第431章东海急讯
南疆山口的送别呼声渐远,玄七携镜踏云疾驰,两道流光划破天际,朝着东方疾驰而去。身下云海翻涌,山河大地缩为眼底微尘,玄七周身紫金光芒凝而不泄,玄武图腾印悬于腰间,温润的本源之力源源不断滋养周身,弥补此前布结界、斩妖邪的力量损耗,镜则立于身侧,心镜轻悬胸前,清辉流转间探查四方动静,谨防暗玄武暗中设伏。
“暗玄武动作极快,南疆刚定便生东海祸事,绝非巧合。”镜望着前方澄澈天际,秀眉微蹙,轻声分析道,“饕餮、毒蜈皆是被其种下魔种操控,此番东海蜃楼凭空现世,能幻化人心执念,吞噬修士本源,定是它的又一阴谋,要么是借蜃楼之力壮大邪祟魔气,要么是想牵制我们,趁机在其他地界作乱。”
玄七颔首,眸中寒光闪烁,指尖轻抚腰间玄武图腾印,沉声道:“你所言极是,蜃楼幻术最易乱人心神,修士一旦迷失本心,本源便会被吞噬,而那些被吞噬的本源之力,多半会汇入暗玄武手中,助它壮大魔性力量。东海修士众多,宗门林立,若是任由蜃楼肆虐,不出半月,便会有无数修士殒命,届时暗玄武实力暴涨,后果不堪设想。”
二人一路疾驰,途中未曾停歇,玄七引动星宿本源之力加持速度,脚下星辉铺路,紫金流光疾逾闪电,白日里借日光赶路,夜幕中凭星辉导航,天地间的灵气顺着玄武之力汇入体内,赶路之余亦在稳固修为,脑海中反复推演蜃楼幻术的破解之法,心镜能照虚妄,自是破幻关键,可若幻术太过强横,波及范围甚广,单凭心镜之力恐怕难以周全。
行至南疆与中州交界之地,前方忽然传来几道熟悉星辉气息,玄七抬手放缓速度,只见三道流光迎面而来,正是留守南疆的天枢使与两位星官,三人手持星符,神色凝重,显然是有要事禀报。
“星君留步!”天枢使率先上前拱手行礼,身后两位星官亦齐齐躬身,“我等奉星君之命整顿南疆防务,今日察觉中州边境有暗玄武麾下邪祟活动,似在打探星君行踪,特来禀报,同时奉上七星传讯符,若东海遇险,可捏碎传讯符,我等即刻调遣星官与南疆巫武大军驰援。”
玄七接过星符,入手冰凉,其上七星纹路清晰,蕴含着北斗星力的牵引之力,他颔首道:“辛苦诸位,南疆结界稳固,巫武大军初成,有你们镇守,我方能安心前往东海。中州边境邪祟不必深究,只需严加防备,勿让其潜入南疆作乱即可,若有异动,先以守护百姓为先,不必贸然追击。”
“属下遵命!”天枢使沉声应下,又递上一枚古朴玉简,“此乃巫女前辈临行前让我转交星君,玉简中记载着苗疆驱幻解毒秘术,可防蜃楼幻术侵蚀神魂,前辈言东海蜃楼幻术诡异,此秘术或许能派上用场。”

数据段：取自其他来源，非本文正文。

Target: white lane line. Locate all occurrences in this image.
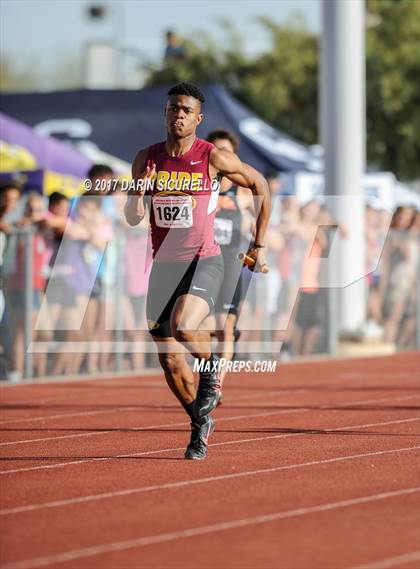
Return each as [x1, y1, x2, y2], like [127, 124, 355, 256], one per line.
[0, 390, 417, 448]
[352, 550, 420, 569]
[0, 389, 310, 447]
[0, 417, 420, 476]
[0, 384, 302, 430]
[0, 446, 420, 516]
[3, 486, 420, 569]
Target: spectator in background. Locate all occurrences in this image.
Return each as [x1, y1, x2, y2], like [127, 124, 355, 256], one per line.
[64, 194, 113, 373]
[164, 30, 186, 62]
[398, 212, 420, 349]
[0, 181, 22, 376]
[264, 170, 284, 329]
[86, 164, 117, 372]
[86, 164, 114, 195]
[381, 206, 418, 343]
[8, 193, 48, 379]
[0, 181, 22, 233]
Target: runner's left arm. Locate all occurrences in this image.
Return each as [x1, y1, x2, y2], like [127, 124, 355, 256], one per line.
[124, 148, 156, 226]
[210, 148, 271, 272]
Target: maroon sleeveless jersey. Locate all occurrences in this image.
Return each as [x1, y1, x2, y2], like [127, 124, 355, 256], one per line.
[146, 138, 220, 262]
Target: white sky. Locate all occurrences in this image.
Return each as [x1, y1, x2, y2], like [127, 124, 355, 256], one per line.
[0, 0, 321, 72]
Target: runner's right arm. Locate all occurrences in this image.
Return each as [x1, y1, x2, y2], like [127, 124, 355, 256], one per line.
[124, 148, 156, 226]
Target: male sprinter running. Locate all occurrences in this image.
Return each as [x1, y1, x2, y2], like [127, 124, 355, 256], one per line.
[125, 83, 270, 460]
[207, 129, 254, 390]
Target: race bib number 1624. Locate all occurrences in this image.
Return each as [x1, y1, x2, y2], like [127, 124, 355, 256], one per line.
[153, 196, 193, 228]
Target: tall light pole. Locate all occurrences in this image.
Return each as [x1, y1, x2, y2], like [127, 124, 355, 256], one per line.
[320, 0, 366, 333]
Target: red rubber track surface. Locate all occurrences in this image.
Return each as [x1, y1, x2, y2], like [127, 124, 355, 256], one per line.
[0, 353, 420, 569]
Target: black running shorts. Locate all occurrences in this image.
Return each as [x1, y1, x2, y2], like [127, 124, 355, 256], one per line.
[146, 255, 223, 338]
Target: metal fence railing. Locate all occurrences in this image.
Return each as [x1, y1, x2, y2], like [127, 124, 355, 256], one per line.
[0, 200, 419, 381]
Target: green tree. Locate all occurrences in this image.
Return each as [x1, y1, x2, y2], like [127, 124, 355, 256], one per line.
[366, 0, 420, 180]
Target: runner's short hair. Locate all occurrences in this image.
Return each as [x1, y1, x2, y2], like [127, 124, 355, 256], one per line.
[168, 81, 206, 103]
[88, 164, 114, 180]
[207, 128, 239, 152]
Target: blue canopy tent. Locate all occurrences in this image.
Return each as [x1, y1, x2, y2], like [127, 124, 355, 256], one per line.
[0, 85, 320, 172]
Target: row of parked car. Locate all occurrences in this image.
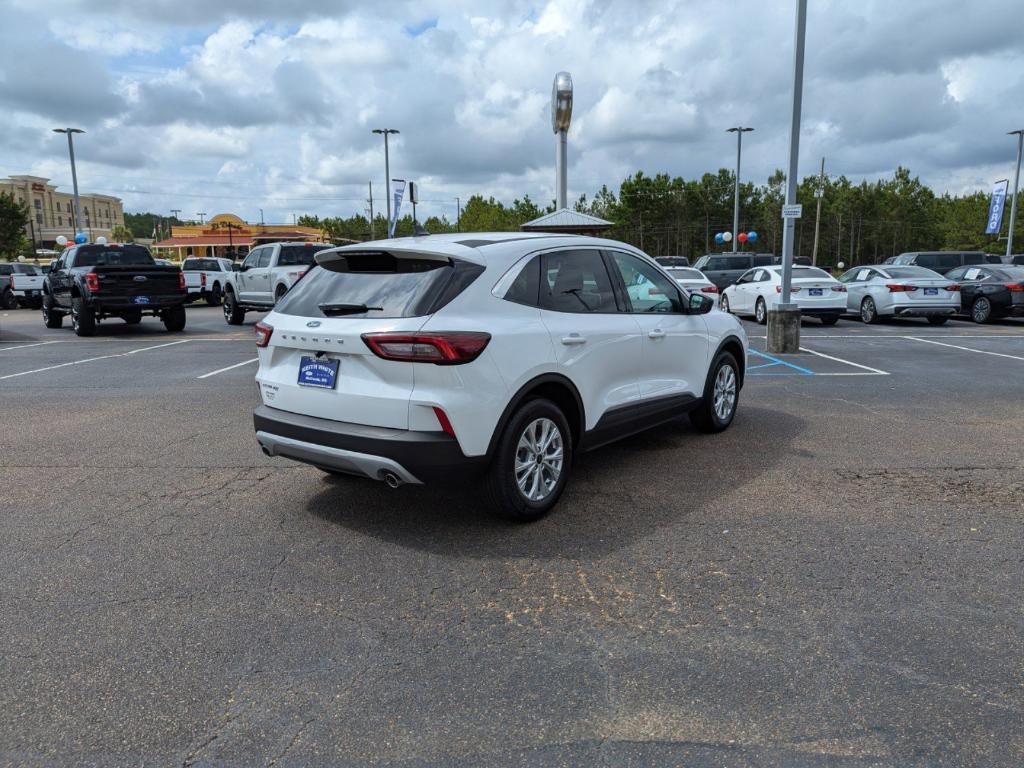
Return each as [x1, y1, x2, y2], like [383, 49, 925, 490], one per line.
[659, 251, 1024, 325]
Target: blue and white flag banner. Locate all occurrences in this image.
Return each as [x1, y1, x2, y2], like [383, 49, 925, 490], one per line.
[387, 178, 406, 238]
[985, 179, 1010, 234]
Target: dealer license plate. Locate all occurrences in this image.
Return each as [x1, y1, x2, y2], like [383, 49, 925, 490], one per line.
[299, 357, 341, 389]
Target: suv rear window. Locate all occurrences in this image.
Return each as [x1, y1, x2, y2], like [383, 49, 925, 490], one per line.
[274, 248, 483, 318]
[75, 246, 155, 266]
[278, 245, 331, 266]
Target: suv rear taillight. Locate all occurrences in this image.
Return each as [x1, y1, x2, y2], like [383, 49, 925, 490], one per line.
[256, 323, 273, 347]
[362, 331, 490, 366]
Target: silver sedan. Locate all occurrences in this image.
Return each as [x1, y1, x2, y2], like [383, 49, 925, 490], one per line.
[839, 264, 959, 326]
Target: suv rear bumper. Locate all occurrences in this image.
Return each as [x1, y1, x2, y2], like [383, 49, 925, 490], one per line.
[253, 406, 486, 484]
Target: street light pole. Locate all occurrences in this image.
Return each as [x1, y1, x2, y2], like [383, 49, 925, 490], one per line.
[725, 125, 754, 250]
[373, 128, 398, 226]
[768, 0, 807, 352]
[1007, 128, 1024, 257]
[53, 128, 85, 237]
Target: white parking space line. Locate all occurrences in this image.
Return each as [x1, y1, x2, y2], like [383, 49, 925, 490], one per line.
[0, 339, 191, 381]
[903, 336, 1024, 360]
[196, 357, 259, 379]
[800, 347, 889, 376]
[0, 341, 59, 352]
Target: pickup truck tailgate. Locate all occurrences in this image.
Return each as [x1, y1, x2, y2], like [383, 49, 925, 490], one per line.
[92, 266, 182, 298]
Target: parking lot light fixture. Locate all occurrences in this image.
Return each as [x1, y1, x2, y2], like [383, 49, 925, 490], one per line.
[53, 128, 85, 236]
[373, 128, 399, 226]
[1007, 128, 1024, 259]
[725, 125, 754, 250]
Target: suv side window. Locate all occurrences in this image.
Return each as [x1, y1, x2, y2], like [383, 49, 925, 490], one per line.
[540, 251, 618, 313]
[611, 251, 684, 313]
[503, 256, 541, 306]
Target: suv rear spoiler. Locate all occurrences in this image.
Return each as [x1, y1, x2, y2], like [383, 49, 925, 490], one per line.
[313, 243, 486, 266]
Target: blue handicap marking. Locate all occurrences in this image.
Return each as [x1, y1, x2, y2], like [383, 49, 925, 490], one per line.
[746, 349, 815, 376]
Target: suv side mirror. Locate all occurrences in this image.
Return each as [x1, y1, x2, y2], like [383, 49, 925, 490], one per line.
[689, 293, 715, 314]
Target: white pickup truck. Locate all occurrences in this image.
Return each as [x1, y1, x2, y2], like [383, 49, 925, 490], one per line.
[181, 256, 233, 306]
[224, 243, 334, 326]
[0, 263, 43, 309]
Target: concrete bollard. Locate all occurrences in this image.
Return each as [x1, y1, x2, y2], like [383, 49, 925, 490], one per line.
[768, 309, 800, 354]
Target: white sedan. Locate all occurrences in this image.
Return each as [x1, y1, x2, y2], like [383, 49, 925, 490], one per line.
[719, 266, 847, 326]
[840, 264, 958, 326]
[665, 266, 718, 305]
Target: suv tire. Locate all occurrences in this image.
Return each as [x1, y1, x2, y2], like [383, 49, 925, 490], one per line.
[43, 294, 63, 328]
[224, 288, 246, 326]
[690, 350, 739, 433]
[71, 298, 96, 336]
[161, 304, 185, 333]
[484, 399, 572, 522]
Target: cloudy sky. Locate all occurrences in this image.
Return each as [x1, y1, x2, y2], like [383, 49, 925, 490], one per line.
[0, 0, 1024, 222]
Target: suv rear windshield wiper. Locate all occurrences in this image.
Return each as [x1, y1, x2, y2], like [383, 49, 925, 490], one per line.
[317, 304, 384, 317]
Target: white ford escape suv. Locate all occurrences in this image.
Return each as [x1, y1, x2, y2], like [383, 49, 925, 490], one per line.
[254, 232, 746, 520]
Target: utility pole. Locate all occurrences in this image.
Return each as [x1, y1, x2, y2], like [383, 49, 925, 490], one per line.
[1003, 128, 1024, 256]
[367, 181, 377, 240]
[53, 128, 85, 238]
[373, 128, 398, 226]
[768, 0, 807, 352]
[811, 158, 825, 265]
[725, 125, 754, 250]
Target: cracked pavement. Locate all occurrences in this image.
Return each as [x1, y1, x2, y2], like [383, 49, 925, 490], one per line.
[0, 308, 1024, 767]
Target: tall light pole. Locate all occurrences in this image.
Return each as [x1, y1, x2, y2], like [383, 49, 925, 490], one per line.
[53, 128, 85, 237]
[551, 72, 572, 210]
[768, 0, 807, 352]
[725, 125, 754, 249]
[374, 128, 399, 226]
[1007, 128, 1024, 256]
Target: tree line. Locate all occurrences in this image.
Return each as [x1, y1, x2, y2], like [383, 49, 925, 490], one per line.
[8, 167, 1011, 265]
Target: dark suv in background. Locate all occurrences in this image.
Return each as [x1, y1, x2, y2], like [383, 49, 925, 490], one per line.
[887, 251, 1002, 274]
[693, 253, 774, 291]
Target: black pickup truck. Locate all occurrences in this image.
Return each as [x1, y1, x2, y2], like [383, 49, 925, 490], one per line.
[43, 243, 187, 336]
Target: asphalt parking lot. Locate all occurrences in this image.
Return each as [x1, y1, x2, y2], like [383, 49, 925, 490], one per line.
[0, 306, 1024, 766]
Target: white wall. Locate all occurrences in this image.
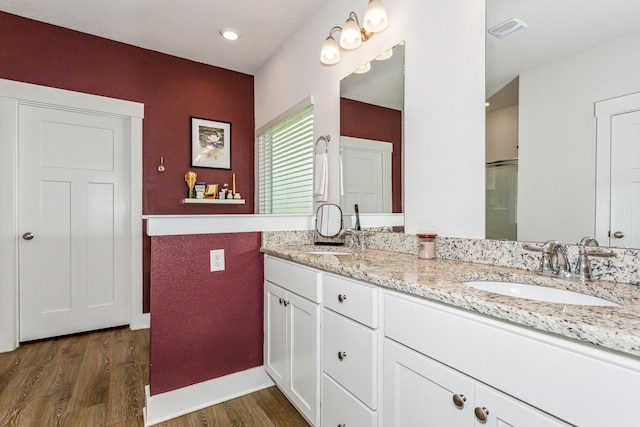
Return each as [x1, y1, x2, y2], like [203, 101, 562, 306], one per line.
[255, 0, 485, 237]
[518, 33, 640, 243]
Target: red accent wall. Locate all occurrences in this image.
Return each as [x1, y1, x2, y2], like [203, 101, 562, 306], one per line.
[0, 12, 255, 311]
[149, 233, 264, 394]
[0, 12, 263, 394]
[340, 98, 402, 213]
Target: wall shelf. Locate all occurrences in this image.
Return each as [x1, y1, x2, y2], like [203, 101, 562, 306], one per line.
[182, 199, 244, 205]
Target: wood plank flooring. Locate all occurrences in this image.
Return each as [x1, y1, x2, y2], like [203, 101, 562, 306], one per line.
[0, 328, 308, 427]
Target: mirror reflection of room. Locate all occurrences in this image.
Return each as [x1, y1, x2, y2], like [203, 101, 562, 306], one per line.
[485, 0, 640, 247]
[340, 43, 404, 214]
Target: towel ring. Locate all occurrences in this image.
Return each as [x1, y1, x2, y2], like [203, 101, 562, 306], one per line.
[315, 135, 331, 153]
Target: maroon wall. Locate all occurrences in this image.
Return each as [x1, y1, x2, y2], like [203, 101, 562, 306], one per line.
[340, 98, 402, 213]
[0, 12, 254, 311]
[0, 12, 263, 394]
[149, 233, 264, 394]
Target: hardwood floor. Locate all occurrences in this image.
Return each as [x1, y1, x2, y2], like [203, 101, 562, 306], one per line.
[0, 328, 308, 427]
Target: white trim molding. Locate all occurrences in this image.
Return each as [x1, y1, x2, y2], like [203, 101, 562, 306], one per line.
[142, 214, 404, 236]
[0, 79, 149, 352]
[144, 366, 274, 426]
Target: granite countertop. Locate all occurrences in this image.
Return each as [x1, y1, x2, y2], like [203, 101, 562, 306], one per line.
[261, 245, 640, 357]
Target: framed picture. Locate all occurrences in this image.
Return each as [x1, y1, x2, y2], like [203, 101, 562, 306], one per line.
[191, 117, 231, 169]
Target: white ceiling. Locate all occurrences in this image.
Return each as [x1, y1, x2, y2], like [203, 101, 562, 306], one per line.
[486, 0, 640, 97]
[0, 0, 325, 75]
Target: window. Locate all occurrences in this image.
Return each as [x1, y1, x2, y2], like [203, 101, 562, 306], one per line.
[258, 105, 313, 214]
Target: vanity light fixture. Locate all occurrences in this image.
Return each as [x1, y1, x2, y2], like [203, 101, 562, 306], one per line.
[320, 0, 389, 65]
[354, 62, 371, 74]
[220, 27, 240, 41]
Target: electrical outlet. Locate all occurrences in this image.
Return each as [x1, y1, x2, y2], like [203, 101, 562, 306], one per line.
[209, 249, 224, 271]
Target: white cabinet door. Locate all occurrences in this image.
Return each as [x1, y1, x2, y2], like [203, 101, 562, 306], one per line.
[264, 281, 320, 425]
[474, 383, 568, 427]
[286, 292, 320, 421]
[264, 282, 287, 387]
[383, 339, 474, 427]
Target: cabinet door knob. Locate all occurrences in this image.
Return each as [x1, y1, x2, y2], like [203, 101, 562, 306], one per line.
[475, 406, 489, 423]
[453, 394, 467, 409]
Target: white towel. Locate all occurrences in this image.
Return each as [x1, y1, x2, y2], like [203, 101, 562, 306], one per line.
[313, 152, 329, 202]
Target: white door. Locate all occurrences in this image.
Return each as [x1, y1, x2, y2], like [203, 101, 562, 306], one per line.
[18, 105, 131, 341]
[340, 136, 393, 213]
[609, 111, 640, 248]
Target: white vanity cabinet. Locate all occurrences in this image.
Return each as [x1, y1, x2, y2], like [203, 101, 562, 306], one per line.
[264, 257, 322, 425]
[383, 339, 568, 427]
[322, 274, 380, 427]
[383, 292, 640, 427]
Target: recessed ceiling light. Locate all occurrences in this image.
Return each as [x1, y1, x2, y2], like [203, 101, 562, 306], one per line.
[489, 18, 527, 39]
[220, 27, 240, 41]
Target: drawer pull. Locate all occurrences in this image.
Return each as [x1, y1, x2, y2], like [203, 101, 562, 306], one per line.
[453, 394, 467, 409]
[475, 406, 489, 423]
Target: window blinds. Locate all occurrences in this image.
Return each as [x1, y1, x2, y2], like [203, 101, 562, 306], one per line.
[258, 105, 313, 214]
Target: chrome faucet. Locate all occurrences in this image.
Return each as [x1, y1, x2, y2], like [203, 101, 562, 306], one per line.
[344, 228, 365, 255]
[540, 240, 571, 278]
[522, 237, 613, 281]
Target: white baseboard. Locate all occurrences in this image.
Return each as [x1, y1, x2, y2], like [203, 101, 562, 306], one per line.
[129, 313, 151, 331]
[144, 366, 274, 427]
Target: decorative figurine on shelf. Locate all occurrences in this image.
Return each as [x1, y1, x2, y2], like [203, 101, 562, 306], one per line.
[184, 171, 198, 199]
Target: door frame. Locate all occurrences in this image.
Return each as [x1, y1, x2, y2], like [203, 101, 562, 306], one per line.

玄七接过玉简,指尖玄武之力轻点,玉简禁制解开,古老巫文化作信息流涌入脑海,皆是苗疆世代传承的驱幻之法,以巫力护住神魂本源,辅以玄武净化之力稳固本心,正好克制幻术侵扰,他心中一暖,对着南疆方向遥遥拱手:“巫女前辈费心了,这份情谊,玄七记下了。”
天枢使又叮嘱道:“星君此去东海,路途遥远,东海之上水汽充沛,幻术更易蔓延,镜姑娘的心镜虽能破幻,却也需谨防蜃楼主人暗中偷袭,属下已传讯武当山,让留守星官整顿兵马,随时待命,一旦星君传讯,即刻驰援东海。”
“多谢天枢使周全。”玄七点头,不再耽搁,抬手一挥,紫金光芒裹着镜身形再提,“南疆防务便托付诸位,东海之事了结,我自会归来与诸位汇合,共商对抗暗玄武之策。”话音落,两道流光再次疾驰而出,转瞬便消失在天枢使三人视线之中。
一路向东,地势渐缓,空气中的水汽愈发浓郁,原本干燥的风变得温润潮湿,远处天际渐渐浮现出一片蔚蓝,那便是东海之滨的方向,越是靠近东海,天地间的灵气便愈发驳杂,水汽之中夹杂着淡淡的邪祟浊气,虽不浓烈,却与暗玄武的魔息同源,显然是蜃楼散出的邪气顺着海风蔓延而来。
“已然靠近东海地界,这浊气便是蜃楼所致。”镜心镜清辉暴涨,莹白光柱直射远方,镜面之上隐约浮现出东海海面的景象,云雾缭绕,隐约有琼楼玉宇的虚影在云雾中沉浮,周遭灵气紊乱不堪,无数道微弱的修士气息被困其中,气息日渐萎靡,显然已是生机垂危,“蜃楼就在东海深处,周遭云雾皆是幻术所化,被困修士的神魂本源正在被缓慢吞噬。”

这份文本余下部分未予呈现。